One quality of the creative arts that I am most fascinated with is their ability to bring something out of us. A thought, idea, realization, experience, or even a perception can be brought into this world through expression. When things are inside me they bump around and get confused, lost in endless thought cycles. They are alive, but often I can't make sense of them.
It was almost one year ago that I created a process for myself to try and bring some thoughts an ideas that I had ruminating around in me out onto a canvas so that I could try and see them differently. The result was a somewhat jumbled collection of lines, words, papers, and colour. But each element means something to me, trust me it all makes perfect sense to me when I look at it!
The process of its creation and my ongoing relationship to it is what matters most. The process was symbolic for me in that it helped me to name some of the demons I had steering my ship, crystalized for me thoughts, ideas, and dreams that I couldn't figure out how to bring together in my head, and solidified the feelings I have when I know that I am living in the way I intend to.
One year after I have created this image it hangs on my wall as a reminder of where I was in that time and place in my life.

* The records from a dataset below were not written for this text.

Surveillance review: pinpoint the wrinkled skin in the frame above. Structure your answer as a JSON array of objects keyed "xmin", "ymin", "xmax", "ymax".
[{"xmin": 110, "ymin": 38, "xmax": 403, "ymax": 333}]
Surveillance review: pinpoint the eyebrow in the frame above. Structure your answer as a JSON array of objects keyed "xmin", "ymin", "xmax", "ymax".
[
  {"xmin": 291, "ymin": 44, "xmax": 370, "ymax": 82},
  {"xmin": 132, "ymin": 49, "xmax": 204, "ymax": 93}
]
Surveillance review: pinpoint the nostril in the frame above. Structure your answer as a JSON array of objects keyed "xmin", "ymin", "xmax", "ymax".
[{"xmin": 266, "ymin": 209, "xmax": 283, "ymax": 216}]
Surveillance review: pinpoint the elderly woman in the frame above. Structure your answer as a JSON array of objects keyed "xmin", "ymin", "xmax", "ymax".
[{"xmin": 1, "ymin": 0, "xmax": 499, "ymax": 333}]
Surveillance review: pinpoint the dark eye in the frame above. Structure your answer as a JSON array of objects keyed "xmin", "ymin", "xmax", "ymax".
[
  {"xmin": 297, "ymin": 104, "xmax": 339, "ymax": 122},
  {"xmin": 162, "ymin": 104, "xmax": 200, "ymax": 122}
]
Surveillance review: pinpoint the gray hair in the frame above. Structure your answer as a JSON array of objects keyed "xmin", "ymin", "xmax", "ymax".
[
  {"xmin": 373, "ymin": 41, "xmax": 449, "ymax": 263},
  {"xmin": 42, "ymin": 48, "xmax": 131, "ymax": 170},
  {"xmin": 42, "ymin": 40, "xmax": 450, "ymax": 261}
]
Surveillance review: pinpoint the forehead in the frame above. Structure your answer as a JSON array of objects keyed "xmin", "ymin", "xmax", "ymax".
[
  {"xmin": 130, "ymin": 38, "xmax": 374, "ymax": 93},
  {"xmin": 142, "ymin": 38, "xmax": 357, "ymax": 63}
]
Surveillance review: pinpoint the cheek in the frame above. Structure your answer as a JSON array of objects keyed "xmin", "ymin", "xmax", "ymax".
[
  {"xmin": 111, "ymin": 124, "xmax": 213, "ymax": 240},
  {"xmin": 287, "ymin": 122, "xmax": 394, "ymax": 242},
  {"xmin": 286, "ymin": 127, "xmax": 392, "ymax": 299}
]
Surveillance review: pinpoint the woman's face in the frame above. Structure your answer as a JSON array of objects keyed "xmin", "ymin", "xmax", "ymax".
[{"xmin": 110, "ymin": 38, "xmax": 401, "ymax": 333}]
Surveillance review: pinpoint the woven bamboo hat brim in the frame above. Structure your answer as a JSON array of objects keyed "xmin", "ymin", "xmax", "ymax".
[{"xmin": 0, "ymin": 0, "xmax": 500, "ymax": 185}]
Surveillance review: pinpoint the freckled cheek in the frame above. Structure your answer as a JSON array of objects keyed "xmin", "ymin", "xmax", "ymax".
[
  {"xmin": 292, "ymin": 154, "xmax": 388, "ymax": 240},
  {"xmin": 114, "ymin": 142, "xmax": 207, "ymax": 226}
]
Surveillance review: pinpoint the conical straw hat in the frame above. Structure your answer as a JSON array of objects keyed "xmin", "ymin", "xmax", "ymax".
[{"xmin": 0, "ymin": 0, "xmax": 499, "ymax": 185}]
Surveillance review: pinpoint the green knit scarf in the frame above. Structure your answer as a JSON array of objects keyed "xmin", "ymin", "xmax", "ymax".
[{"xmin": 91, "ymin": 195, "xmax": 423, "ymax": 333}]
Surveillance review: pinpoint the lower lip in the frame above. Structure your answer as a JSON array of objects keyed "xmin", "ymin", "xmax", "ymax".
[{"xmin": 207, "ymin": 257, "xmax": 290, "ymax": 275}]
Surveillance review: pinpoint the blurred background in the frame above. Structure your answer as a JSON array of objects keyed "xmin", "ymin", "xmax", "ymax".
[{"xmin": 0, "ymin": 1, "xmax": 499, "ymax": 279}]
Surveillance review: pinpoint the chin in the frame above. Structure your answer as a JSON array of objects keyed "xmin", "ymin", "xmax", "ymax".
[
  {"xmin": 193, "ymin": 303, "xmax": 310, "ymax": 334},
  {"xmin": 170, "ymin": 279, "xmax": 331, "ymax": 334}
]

My relationship to it has already changed and will continue to change over the years. Perhaps it will even come to mean something else entirely to me in the future?
The creation can be organic and new or it can happen with something that already exists. Perhaps you have an old tea cup or gem, an image you made, a book you loved, or even a photograph that takes up residence in your home somewhere. Your relationship to it and the significance that it holds for you, and only you, is the magical alchemy that I love. When we use the arts to tell the story about that tea cup or photo in a way we are continuing the conversation with it, allowing it to draw something else out of us. Write the story of the tea cup. Draw a picture of the thought that you keep tripping over. Pick up the guitar and try to make the sound of what you felt when you first woke up this morning. It isn't about the product but what you learn in the process. I promise you your relationship to it will change and you will begin to see it differently.